The PageBreak element can be used to explicitly request a page break at the position of the node. Currently all renderers apart from the one for PDF ignore this element.

Span Elements

Most span elements are either Span Containers or Text Containers, but a few are neither:

The Image element is a Span element that points to an image resource which may be internal or external. It supports optional size and title attributes.

If you want to use an image as a block-level element you can wrap it in a Paragraph.
The LineBreak element represents an explicit line break in inline content.

Template Spans

Templates get parsed into an AST in a similar way as markup documents, but the model is much simpler. The most important element types are listed below.

A TemplateString is a TextContainer that holds a raw template element in the target format (e.g. HTML).
A TemplateElement is a wrapper around a Block or Span element from a markup AST.

This allows the use of directives or other techniques that produce markup node types inside templates, so that the same directive can be used in template and markup documents.
A TemplateSpanSequence is a generic sequence of TemplateSpan elements.
The TemplateRoot node is the root element of every template, similar to how RootElement is the root of all markup documents.
EmbeddedRoot is the node holding the merged content from the associated markup document. Usually one node of this type gets produced by every AST transformation.

AST Element Companions

Laika includes base traits called BlockContainerCompanion and SpanContainerCompanion for adding companion objects that provide convenient shortcuts for creating containers.

They allow to shorten constructor invocations for simple use cases, e.g. Paragraph(Seq(Text("hello"))) can be changed to Paragraph("hello"). They also add an empty constructor and a vararg constructor for passing the content.

If you create a custom element type you can use these base traits to get all these shortcuts with a few lines:

import laika.ast._

case class MyElement(content: Seq[Block], options: Options = Options.empty) extends Block
    with BlockContainer {
  type Self = MyElement
  def withContent(newContent: Seq[Block]): MyElement = copy(content = newContent)
  def withOptions(options: Options): MyElement       = copy(options = options)
}

object MyElement extends BlockContainerCompanion {
  type ContainerType = MyElement
  override protected def createBlockContainer (blocks: Seq[Block]): ContainerType = 
    MyElement(blocks)
}

Document Trees

So far we dealt with Element types which are used to represent the content of a single markup document or template.

When a transformation of inputs from an entire directory gets processed, the content gets assembled into a DocumentTree, consisting of nested DocumentTree nodes and leaf Document nodes.

The Document Type

The Document class contains the following properties:

The path property holds the absolute, virtual path of the document inside the tree. It is virtual as no content in Laika has to originate from the file system. See Virtual Tree Abstraction for details.
The content property holds the parsed content of the markup document. Its type RootElement is one of the types listed under Block Containers above.
The fragment property holds a map of fragments, which are named body elements that are not supposed to be rendered with the main content.
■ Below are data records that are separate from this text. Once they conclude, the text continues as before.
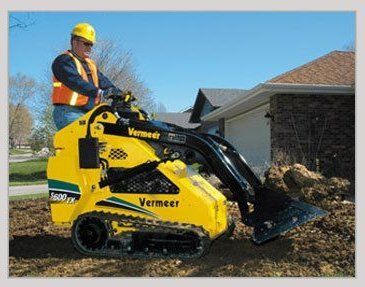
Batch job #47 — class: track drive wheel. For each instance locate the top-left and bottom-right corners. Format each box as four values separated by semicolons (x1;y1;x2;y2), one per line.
71;215;108;255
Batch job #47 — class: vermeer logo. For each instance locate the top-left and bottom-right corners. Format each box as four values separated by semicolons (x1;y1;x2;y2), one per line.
128;128;161;140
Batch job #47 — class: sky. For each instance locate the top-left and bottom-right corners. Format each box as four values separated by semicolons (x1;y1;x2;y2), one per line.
9;11;356;112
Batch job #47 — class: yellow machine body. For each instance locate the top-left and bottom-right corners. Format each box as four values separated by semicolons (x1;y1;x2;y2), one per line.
47;105;228;239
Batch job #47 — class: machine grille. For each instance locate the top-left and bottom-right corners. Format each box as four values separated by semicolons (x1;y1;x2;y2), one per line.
110;169;179;194
108;148;128;160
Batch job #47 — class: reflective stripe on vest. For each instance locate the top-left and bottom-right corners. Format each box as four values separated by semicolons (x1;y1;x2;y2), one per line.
52;51;99;106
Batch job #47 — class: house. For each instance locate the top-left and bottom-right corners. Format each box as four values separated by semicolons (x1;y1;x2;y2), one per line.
200;51;355;179
156;112;201;130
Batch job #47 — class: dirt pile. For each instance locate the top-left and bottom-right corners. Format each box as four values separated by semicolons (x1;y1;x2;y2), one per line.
264;164;352;204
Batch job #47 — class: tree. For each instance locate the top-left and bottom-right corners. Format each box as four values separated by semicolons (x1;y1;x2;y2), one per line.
9;14;35;30
93;40;156;111
9;104;33;147
9;74;37;148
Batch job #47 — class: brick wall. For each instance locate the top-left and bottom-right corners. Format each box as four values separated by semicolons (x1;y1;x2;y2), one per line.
270;94;355;181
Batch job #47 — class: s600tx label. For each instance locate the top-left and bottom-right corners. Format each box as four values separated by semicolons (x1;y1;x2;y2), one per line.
167;133;186;144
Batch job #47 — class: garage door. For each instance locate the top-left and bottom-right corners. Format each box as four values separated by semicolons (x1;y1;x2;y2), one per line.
225;104;271;176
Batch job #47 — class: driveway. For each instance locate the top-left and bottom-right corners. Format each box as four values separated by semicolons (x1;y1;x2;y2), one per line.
9;153;36;162
8;184;48;196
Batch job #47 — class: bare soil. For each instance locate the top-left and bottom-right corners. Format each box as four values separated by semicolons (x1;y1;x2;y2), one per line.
9;194;355;277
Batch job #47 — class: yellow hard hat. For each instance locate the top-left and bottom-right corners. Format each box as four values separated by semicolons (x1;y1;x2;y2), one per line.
71;23;96;43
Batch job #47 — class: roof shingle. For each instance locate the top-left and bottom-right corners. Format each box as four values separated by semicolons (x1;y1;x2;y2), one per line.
156;113;200;129
267;51;355;85
200;88;247;107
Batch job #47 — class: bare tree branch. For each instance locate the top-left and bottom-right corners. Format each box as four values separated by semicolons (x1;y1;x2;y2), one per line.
9;15;35;30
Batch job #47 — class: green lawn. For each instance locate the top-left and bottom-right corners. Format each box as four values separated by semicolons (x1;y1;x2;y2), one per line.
9;193;48;201
9;158;48;185
9;148;32;155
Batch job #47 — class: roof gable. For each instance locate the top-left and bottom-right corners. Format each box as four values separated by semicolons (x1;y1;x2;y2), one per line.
190;88;247;123
156;112;200;129
267;51;355;85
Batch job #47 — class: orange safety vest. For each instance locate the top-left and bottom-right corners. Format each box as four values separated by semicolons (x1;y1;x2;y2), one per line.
52;51;100;106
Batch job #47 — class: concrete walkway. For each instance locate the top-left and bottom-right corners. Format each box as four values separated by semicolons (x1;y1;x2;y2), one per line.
9;153;37;162
9;184;48;196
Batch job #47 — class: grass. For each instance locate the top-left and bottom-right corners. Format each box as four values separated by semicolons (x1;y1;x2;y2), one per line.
9;180;47;186
9;158;47;185
9;193;48;201
9;148;32;155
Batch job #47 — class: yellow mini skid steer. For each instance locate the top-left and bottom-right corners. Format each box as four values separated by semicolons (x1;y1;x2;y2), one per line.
47;95;326;258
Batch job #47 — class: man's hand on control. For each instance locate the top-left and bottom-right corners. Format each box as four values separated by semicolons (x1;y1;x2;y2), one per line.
122;91;136;103
102;87;123;100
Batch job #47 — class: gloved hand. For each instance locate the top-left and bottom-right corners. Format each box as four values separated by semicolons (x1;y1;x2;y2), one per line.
101;87;123;100
122;91;136;103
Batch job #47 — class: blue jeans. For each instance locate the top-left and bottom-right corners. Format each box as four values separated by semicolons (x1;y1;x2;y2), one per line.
53;106;87;130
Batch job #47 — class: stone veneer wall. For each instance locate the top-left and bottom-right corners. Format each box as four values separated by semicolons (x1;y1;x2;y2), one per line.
270;94;355;181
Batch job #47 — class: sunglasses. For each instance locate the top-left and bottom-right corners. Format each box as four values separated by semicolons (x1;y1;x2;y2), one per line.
77;40;94;47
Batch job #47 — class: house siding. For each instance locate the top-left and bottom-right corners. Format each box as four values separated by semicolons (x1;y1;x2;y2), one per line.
270;94;355;181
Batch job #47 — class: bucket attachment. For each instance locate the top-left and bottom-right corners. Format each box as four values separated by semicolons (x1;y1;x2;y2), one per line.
252;191;328;244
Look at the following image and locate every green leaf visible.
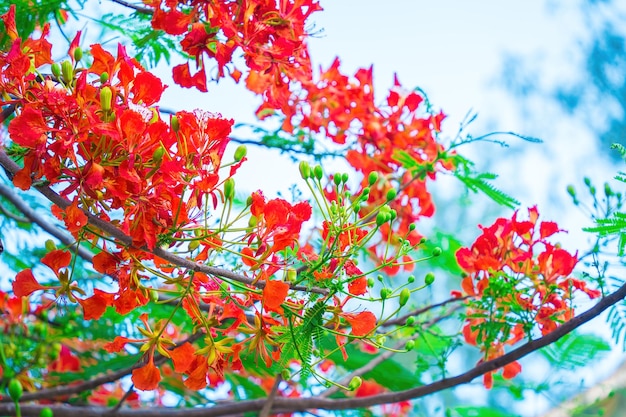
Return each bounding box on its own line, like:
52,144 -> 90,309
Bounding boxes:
540,333 -> 611,371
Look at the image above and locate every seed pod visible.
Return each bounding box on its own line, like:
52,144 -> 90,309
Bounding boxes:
234,145 -> 248,162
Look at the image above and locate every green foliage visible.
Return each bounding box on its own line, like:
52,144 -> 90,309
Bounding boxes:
96,13 -> 179,67
540,333 -> 611,371
0,0 -> 74,50
454,155 -> 519,209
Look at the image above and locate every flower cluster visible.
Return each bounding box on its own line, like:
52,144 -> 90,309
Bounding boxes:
144,0 -> 322,91
453,207 -> 600,387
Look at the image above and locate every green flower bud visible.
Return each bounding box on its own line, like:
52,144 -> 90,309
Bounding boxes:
74,46 -> 83,62
287,268 -> 298,282
380,288 -> 391,300
567,185 -> 576,197
152,145 -> 165,164
298,161 -> 311,180
61,60 -> 74,84
8,379 -> 24,401
376,211 -> 389,227
367,171 -> 378,185
313,165 -> 324,180
100,86 -> 113,112
224,177 -> 235,201
39,407 -> 54,417
234,145 -> 248,162
45,239 -> 57,252
348,376 -> 363,391
50,62 -> 61,78
170,116 -> 180,133
398,288 -> 411,307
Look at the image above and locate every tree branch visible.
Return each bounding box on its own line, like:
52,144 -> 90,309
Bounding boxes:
0,151 -> 328,295
0,284 -> 626,417
111,0 -> 153,14
0,333 -> 203,402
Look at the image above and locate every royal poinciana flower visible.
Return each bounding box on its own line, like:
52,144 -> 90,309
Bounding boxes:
453,207 -> 600,387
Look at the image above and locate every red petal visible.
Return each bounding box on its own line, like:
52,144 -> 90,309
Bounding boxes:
131,358 -> 161,391
13,269 -> 46,297
170,342 -> 196,373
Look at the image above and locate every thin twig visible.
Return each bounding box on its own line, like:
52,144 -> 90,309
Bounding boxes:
259,374 -> 283,417
0,284 -> 626,417
0,333 -> 203,404
0,151 -> 328,295
111,0 -> 154,14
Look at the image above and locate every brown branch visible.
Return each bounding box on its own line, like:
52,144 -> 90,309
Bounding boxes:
0,284 -> 626,417
0,183 -> 93,262
111,0 -> 154,14
0,333 -> 203,402
0,151 -> 328,295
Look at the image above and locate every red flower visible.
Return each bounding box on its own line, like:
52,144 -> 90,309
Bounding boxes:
343,311 -> 376,337
13,269 -> 46,297
263,281 -> 289,314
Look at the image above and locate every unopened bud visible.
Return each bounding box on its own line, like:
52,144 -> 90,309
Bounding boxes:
170,116 -> 180,132
74,46 -> 83,62
100,86 -> 113,112
224,177 -> 235,201
50,62 -> 61,78
313,165 -> 324,180
61,60 -> 74,83
348,376 -> 363,391
367,171 -> 378,185
234,145 -> 248,162
398,288 -> 411,307
298,161 -> 311,180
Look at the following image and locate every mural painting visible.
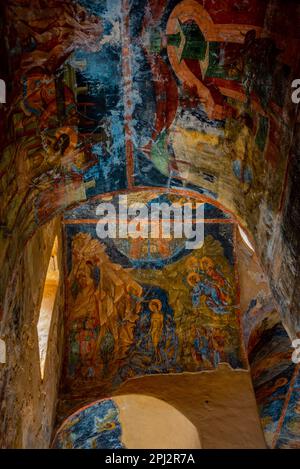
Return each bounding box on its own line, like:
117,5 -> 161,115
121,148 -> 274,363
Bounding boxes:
248,314 -> 299,448
64,192 -> 246,393
52,399 -> 124,449
0,0 -> 291,272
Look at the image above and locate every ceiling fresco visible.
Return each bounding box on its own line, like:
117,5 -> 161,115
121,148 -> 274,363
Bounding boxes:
62,192 -> 246,399
52,399 -> 124,449
0,0 -> 298,298
0,0 -> 300,448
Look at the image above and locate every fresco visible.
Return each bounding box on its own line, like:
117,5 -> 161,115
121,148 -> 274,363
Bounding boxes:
63,193 -> 246,393
248,315 -> 299,448
52,399 -> 124,449
0,0 -> 291,262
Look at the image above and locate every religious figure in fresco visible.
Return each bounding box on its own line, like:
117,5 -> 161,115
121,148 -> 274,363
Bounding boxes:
8,0 -> 103,74
187,273 -> 228,314
149,299 -> 164,362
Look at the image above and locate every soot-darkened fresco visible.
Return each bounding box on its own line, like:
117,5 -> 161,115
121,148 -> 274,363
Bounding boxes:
63,193 -> 245,394
248,314 -> 300,448
52,399 -> 124,449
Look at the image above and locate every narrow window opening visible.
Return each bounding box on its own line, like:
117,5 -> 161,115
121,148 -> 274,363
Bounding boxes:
37,237 -> 59,380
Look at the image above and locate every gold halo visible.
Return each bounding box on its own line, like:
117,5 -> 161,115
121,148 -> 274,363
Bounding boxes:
149,300 -> 162,312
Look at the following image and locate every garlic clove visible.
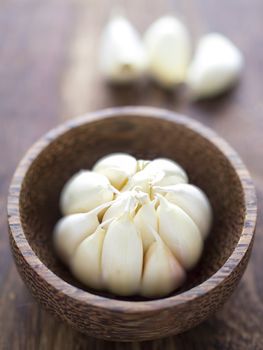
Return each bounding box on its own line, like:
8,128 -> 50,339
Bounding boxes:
144,16 -> 191,88
134,200 -> 158,252
99,15 -> 147,83
144,158 -> 188,182
60,171 -> 113,215
70,226 -> 106,290
137,159 -> 151,171
141,240 -> 185,297
157,195 -> 203,269
102,212 -> 143,296
92,153 -> 137,190
53,213 -> 99,264
103,191 -> 137,222
186,33 -> 244,99
157,184 -> 213,239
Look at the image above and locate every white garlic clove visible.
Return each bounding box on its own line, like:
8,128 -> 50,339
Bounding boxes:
186,33 -> 244,99
60,171 -> 113,215
102,212 -> 143,296
157,195 -> 203,269
103,191 -> 137,221
144,16 -> 191,88
121,169 -> 156,194
99,15 -> 147,83
53,213 -> 99,264
144,158 -> 188,182
156,184 -> 213,239
137,159 -> 151,171
141,240 -> 185,297
70,226 -> 106,290
92,153 -> 137,190
134,196 -> 158,252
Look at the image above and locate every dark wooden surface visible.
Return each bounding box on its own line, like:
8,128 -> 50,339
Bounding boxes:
0,0 -> 263,350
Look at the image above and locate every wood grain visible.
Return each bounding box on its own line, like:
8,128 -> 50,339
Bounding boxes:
0,0 -> 263,350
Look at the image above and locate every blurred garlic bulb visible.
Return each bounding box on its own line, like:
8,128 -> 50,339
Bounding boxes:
154,183 -> 212,239
102,212 -> 143,295
186,33 -> 244,99
144,16 -> 191,88
92,153 -> 137,190
141,227 -> 185,297
53,202 -> 111,264
157,196 -> 203,269
99,15 -> 147,83
60,171 -> 113,215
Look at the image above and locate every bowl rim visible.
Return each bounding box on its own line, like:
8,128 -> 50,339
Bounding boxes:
7,106 -> 257,314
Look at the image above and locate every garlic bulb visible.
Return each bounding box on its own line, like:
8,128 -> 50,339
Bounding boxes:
102,212 -> 143,295
186,33 -> 243,99
144,16 -> 191,88
53,153 -> 212,298
154,183 -> 212,238
92,153 -> 137,190
157,196 -> 203,269
60,171 -> 113,215
99,15 -> 147,83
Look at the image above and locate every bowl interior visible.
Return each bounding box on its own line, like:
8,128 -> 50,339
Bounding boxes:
20,116 -> 245,300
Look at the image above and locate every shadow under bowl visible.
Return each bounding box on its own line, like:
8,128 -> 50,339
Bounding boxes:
8,107 -> 256,341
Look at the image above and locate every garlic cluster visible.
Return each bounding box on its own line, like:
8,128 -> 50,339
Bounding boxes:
100,15 -> 243,99
54,153 -> 212,297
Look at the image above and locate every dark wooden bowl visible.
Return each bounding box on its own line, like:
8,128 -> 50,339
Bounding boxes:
8,107 -> 256,341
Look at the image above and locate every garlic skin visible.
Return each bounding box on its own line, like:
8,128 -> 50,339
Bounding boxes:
102,212 -> 143,296
60,171 -> 113,215
157,196 -> 203,270
154,184 -> 212,239
92,153 -> 137,190
144,16 -> 191,88
70,226 -> 106,290
141,239 -> 186,298
99,15 -> 147,83
186,33 -> 244,99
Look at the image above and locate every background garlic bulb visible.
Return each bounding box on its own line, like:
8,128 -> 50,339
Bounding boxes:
100,15 -> 147,83
54,153 -> 212,298
186,33 -> 243,98
144,16 -> 191,88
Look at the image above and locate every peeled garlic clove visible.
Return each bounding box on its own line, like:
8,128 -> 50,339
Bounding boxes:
141,240 -> 185,297
134,200 -> 158,252
54,213 -> 99,264
187,33 -> 244,99
157,184 -> 213,239
121,168 -> 156,194
157,195 -> 203,269
144,158 -> 188,182
137,159 -> 151,171
60,171 -> 113,215
70,226 -> 106,289
100,15 -> 147,83
92,153 -> 137,190
103,191 -> 136,221
144,16 -> 191,87
102,212 -> 143,295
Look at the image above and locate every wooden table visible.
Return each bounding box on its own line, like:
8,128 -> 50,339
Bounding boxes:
0,0 -> 263,350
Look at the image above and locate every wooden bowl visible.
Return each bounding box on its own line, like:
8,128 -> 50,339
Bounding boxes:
8,107 -> 256,341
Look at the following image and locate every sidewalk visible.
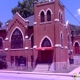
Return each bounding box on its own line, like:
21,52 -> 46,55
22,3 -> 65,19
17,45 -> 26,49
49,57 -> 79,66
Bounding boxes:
0,66 -> 80,77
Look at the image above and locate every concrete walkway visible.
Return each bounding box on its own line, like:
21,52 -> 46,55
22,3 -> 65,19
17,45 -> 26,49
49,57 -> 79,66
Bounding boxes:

It may be used for populating template elements like sidebars and footers. See Document Fragments for details.
The config property holds the configuration parsed from an optional HOCON header in the markup document. It is an empty instance if there is no such header. See Laika's HOCON API for details.
The position property represents the position of the document in a tree. It can be used for functionality like auto-numbering. It is not populated if the transformation deals with a single document only.
title: Option[SpanSequence] provides the title of the document, either from the configuration header or the first header in the markup. It is empty when none of the two are defined.
sections: Seq[SectionInfo] provides the hierarchical structure of sections, obtained from the headers inside the document and their assigned levels.

The DocumentTree Type

In a multi-input transformation all Document instances get assembled into a recursive structure of DocumentTree instances.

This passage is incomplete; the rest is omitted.